Hmm.
This issue REALLY makes me itch. I hope that the ITAC has some system in place to preserve their first assumptions, the process, decisions already made (and not made), and their INTENTIONS for the benefit of future ITACs.
Robin Miller is famously quoted as saying, "We're only one plane crash from having a single open-wheel racing series in the US," and similarly, we're only a trailer-towing incident, a massive MI, and a fall in the shower from losing the entire core of the current ITAC position on adjustments.
We talk about rules creep. What about implementation creep?
1. "Please 'run my car through the system,' because you didn't do it during the great realignment of 2006."

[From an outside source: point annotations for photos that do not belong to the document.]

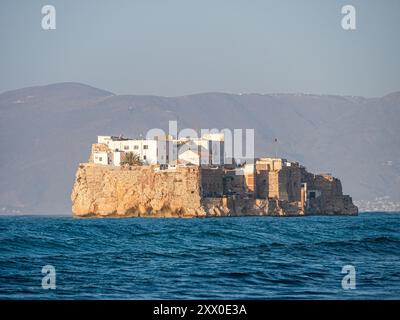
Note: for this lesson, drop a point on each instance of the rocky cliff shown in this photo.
(146, 191)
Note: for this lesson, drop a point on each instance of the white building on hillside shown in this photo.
(207, 150)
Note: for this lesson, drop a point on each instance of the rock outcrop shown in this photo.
(147, 191)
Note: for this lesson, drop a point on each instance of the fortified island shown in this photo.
(191, 177)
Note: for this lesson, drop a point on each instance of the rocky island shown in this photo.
(133, 178)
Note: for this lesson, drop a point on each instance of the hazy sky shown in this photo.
(178, 47)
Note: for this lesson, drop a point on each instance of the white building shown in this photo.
(102, 158)
(208, 150)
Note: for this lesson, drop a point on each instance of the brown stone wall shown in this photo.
(211, 182)
(106, 190)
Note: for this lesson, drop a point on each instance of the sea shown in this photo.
(314, 257)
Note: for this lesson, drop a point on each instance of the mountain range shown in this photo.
(46, 131)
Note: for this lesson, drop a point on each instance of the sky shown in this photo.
(180, 47)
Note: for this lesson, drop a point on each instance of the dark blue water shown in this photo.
(226, 258)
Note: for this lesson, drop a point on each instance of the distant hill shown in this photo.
(46, 131)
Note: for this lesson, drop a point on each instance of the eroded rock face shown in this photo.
(146, 191)
(136, 191)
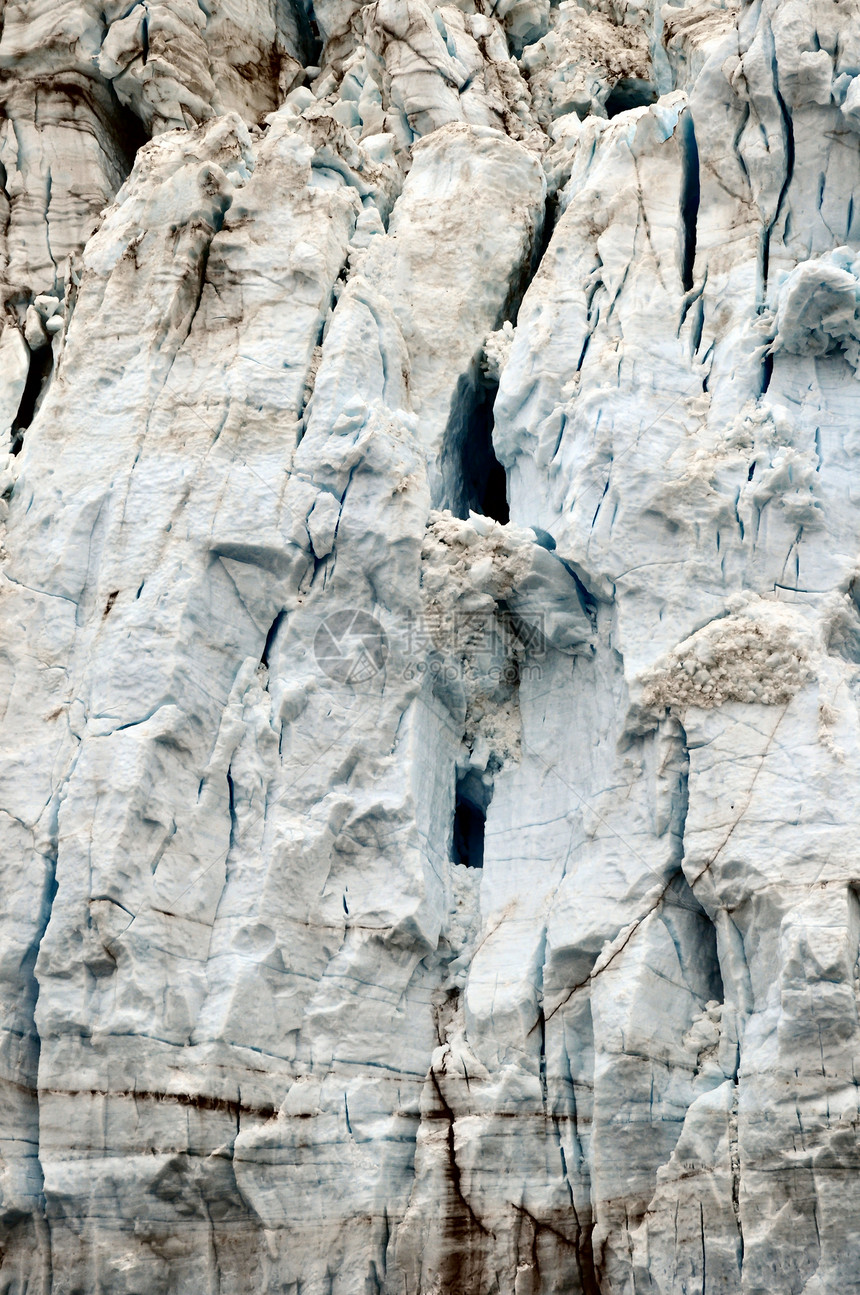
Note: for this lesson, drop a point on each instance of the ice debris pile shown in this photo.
(429, 567)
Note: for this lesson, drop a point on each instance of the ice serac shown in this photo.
(430, 644)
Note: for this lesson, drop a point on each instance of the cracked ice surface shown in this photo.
(430, 642)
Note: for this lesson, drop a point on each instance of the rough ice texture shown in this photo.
(430, 648)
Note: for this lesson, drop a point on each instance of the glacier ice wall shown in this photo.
(430, 652)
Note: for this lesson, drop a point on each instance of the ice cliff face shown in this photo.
(430, 648)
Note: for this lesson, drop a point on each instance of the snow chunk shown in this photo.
(758, 654)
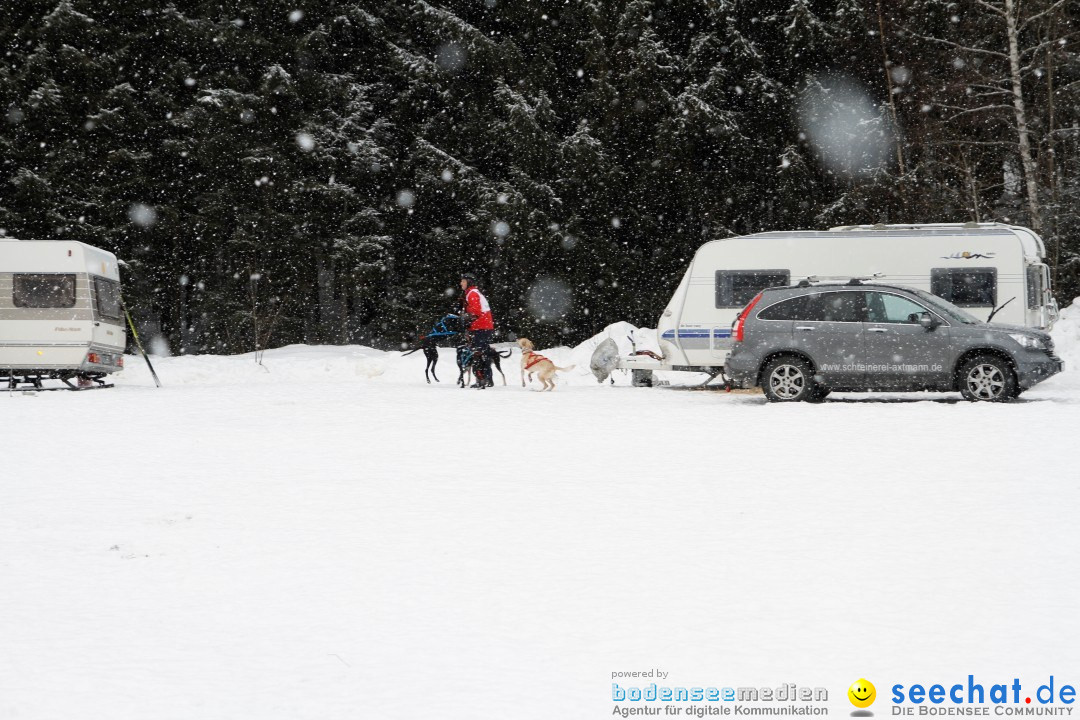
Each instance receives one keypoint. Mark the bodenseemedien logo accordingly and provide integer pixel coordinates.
(862, 693)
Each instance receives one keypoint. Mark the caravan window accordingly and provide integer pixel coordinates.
(967, 287)
(42, 290)
(734, 288)
(1035, 286)
(107, 294)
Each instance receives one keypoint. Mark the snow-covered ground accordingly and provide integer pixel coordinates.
(328, 537)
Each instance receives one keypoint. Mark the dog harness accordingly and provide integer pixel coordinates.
(537, 357)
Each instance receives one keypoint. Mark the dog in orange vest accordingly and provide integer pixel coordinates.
(534, 363)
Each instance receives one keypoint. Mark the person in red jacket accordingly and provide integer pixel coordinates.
(481, 326)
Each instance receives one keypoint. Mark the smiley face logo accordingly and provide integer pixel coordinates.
(862, 693)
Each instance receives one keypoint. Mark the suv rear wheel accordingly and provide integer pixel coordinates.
(987, 378)
(788, 379)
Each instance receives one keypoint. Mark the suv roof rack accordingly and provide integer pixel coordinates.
(812, 280)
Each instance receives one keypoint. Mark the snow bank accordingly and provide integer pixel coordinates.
(1066, 336)
(288, 364)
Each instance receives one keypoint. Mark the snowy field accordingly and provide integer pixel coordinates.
(328, 537)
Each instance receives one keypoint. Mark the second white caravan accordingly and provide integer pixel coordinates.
(979, 267)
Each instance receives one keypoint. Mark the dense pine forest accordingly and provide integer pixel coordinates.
(322, 171)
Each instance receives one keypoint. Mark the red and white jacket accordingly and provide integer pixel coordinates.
(476, 306)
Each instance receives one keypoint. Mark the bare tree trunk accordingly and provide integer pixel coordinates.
(1027, 160)
(1052, 149)
(972, 187)
(892, 100)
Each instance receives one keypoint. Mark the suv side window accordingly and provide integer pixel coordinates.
(790, 309)
(736, 288)
(888, 308)
(967, 287)
(841, 307)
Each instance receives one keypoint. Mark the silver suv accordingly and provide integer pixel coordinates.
(799, 343)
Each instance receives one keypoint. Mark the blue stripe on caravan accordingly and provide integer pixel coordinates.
(697, 333)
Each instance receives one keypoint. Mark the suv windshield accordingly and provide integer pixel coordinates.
(946, 308)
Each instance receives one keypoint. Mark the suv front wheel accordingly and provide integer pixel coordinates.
(788, 379)
(987, 378)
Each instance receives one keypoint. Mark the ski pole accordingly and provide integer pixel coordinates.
(139, 342)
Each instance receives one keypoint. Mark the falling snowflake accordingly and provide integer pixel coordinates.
(142, 215)
(305, 141)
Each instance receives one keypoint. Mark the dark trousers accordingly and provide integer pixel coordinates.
(482, 361)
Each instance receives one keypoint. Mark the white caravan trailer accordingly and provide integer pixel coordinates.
(61, 315)
(975, 266)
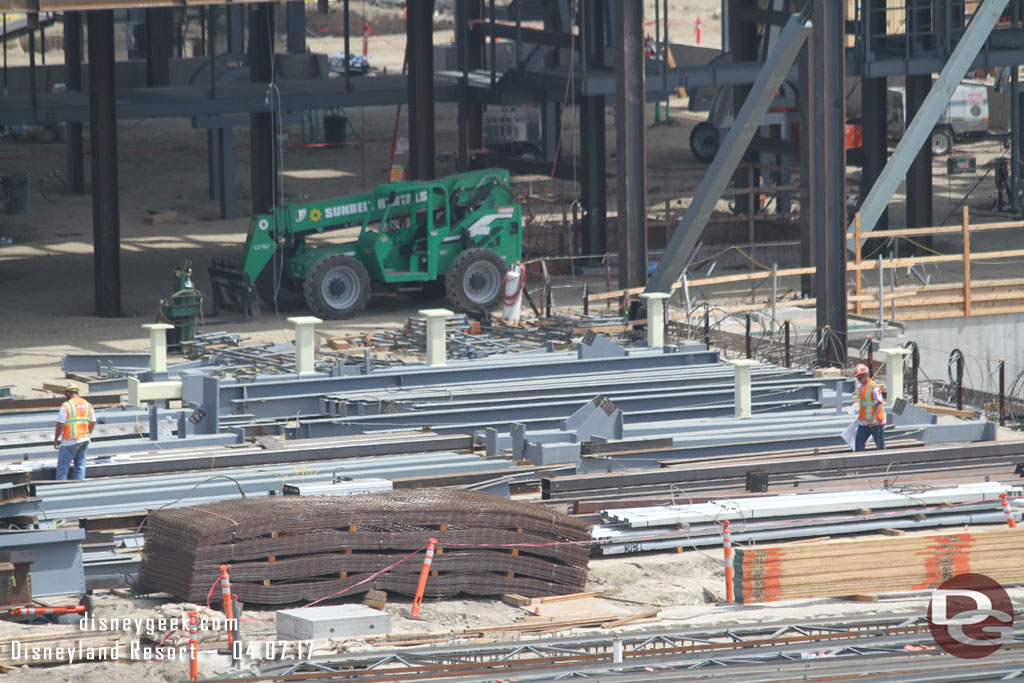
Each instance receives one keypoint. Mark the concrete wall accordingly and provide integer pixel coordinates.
(983, 339)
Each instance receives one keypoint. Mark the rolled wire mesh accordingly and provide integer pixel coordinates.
(322, 545)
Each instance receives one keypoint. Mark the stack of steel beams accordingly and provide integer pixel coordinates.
(290, 549)
(757, 519)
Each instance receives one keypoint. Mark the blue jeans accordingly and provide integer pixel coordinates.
(877, 433)
(68, 453)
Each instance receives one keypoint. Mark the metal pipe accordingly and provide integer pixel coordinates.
(960, 379)
(748, 335)
(494, 49)
(1003, 392)
(774, 294)
(348, 52)
(707, 326)
(882, 301)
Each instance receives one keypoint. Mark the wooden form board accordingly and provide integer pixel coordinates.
(840, 568)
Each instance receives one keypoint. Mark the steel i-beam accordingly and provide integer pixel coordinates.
(920, 129)
(103, 129)
(780, 57)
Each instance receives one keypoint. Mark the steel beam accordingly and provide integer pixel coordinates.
(827, 171)
(780, 57)
(236, 29)
(73, 75)
(631, 151)
(873, 98)
(103, 131)
(919, 175)
(592, 132)
(920, 129)
(262, 140)
(57, 567)
(295, 17)
(420, 53)
(469, 46)
(793, 465)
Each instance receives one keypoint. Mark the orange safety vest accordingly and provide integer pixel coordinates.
(79, 417)
(867, 403)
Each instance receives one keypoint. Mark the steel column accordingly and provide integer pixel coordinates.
(236, 29)
(806, 143)
(1015, 141)
(827, 127)
(630, 144)
(261, 128)
(158, 45)
(73, 75)
(225, 171)
(103, 141)
(776, 67)
(592, 132)
(873, 112)
(470, 55)
(348, 34)
(920, 129)
(295, 17)
(420, 51)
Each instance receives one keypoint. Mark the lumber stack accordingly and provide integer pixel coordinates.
(839, 568)
(290, 549)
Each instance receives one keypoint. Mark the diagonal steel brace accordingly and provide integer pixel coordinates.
(783, 52)
(921, 128)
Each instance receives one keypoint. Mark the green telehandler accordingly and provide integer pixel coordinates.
(455, 236)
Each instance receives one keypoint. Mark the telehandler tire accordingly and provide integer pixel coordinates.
(337, 287)
(474, 280)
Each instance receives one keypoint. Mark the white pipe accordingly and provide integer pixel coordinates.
(304, 338)
(436, 334)
(655, 317)
(158, 345)
(894, 372)
(742, 390)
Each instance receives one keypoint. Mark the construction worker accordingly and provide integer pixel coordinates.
(871, 418)
(75, 425)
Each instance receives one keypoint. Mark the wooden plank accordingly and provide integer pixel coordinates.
(573, 596)
(643, 613)
(945, 229)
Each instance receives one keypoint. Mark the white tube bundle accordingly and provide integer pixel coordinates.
(512, 286)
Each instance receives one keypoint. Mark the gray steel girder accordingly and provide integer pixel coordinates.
(921, 127)
(781, 56)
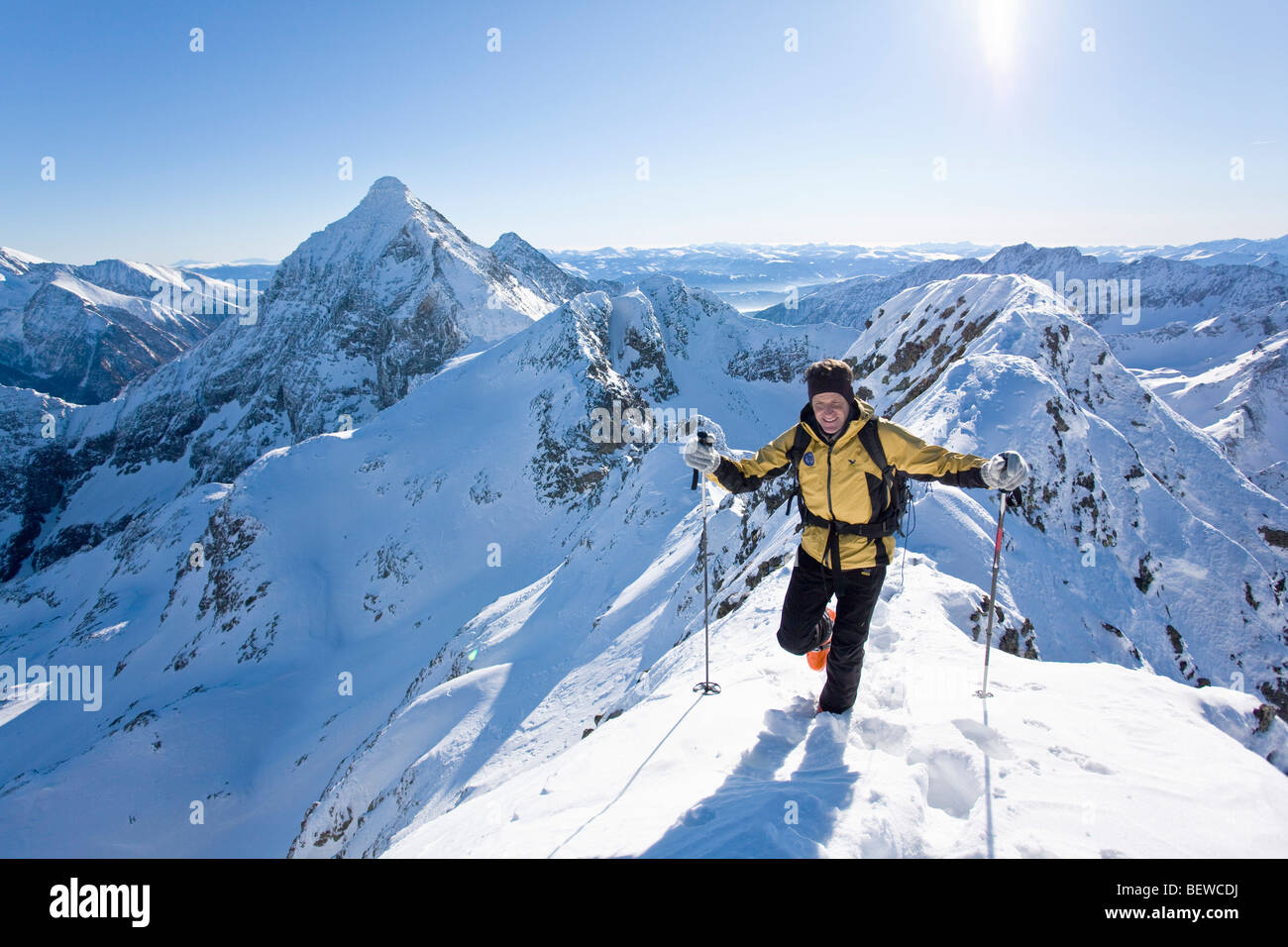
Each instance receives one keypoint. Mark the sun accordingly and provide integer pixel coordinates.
(997, 33)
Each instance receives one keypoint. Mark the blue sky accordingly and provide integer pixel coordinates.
(163, 154)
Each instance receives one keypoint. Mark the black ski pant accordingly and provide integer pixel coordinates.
(807, 592)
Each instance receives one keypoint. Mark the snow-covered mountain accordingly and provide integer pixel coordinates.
(1228, 375)
(531, 265)
(81, 333)
(353, 317)
(751, 275)
(1147, 292)
(1270, 254)
(464, 621)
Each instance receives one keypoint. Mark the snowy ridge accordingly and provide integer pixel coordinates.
(353, 317)
(82, 333)
(1166, 290)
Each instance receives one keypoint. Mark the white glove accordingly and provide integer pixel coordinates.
(1006, 471)
(699, 457)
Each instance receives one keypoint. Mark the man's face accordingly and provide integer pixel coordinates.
(831, 410)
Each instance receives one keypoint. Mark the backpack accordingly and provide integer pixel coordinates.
(898, 492)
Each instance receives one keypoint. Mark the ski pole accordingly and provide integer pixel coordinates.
(992, 592)
(704, 685)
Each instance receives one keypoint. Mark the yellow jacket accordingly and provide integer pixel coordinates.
(840, 480)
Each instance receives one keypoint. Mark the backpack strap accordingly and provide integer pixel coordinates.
(800, 444)
(871, 440)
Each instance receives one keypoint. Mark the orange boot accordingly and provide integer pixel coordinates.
(818, 659)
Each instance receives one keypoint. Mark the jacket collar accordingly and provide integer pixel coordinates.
(861, 412)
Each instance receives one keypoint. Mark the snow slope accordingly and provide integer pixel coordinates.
(1074, 761)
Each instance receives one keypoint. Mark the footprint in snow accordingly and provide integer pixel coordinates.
(986, 738)
(951, 784)
(1064, 753)
(884, 735)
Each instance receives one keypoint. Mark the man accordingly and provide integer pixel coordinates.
(848, 508)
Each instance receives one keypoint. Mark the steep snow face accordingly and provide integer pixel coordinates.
(531, 266)
(1228, 376)
(353, 317)
(82, 333)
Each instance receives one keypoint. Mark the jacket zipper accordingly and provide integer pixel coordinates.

2. "Please revisit the results of the weight-setting process for my car, because you didn't use the right figures, and therefore got the wrong result."
3. "Please check that the weight for my car is correct, because even though it got adjusted, it's ended up at a disadvantage because the formula is skewed against my car."
4. "Please consider changing the race weight of my car despite what the formula says it should weigh, because it can't be competitive at that weight."
5. "Please decrease the race weight of my car becaue nobody I know is beating the (insert car-to-beat here)."
6. "Please decrease the race weight of my car because I just can't seem to be competitive..."
We can already see examples of all of these arguments here, and the realignment has just been approved. The distinction between a "1" and a "4" is quickly lost in arguments, particularly when the motivating factor for any presentation might simply be a desire to get a competitive break.
If "1" is OK, what is the response when someone tosses the ITAC a "2?" Observers may not make any distinction so, if the answer's different, there's squawking. If the answer's the same, then how about a "3?"
Where does the line get drawn (he asks, showing his bias that there SHOULD in fact be one)?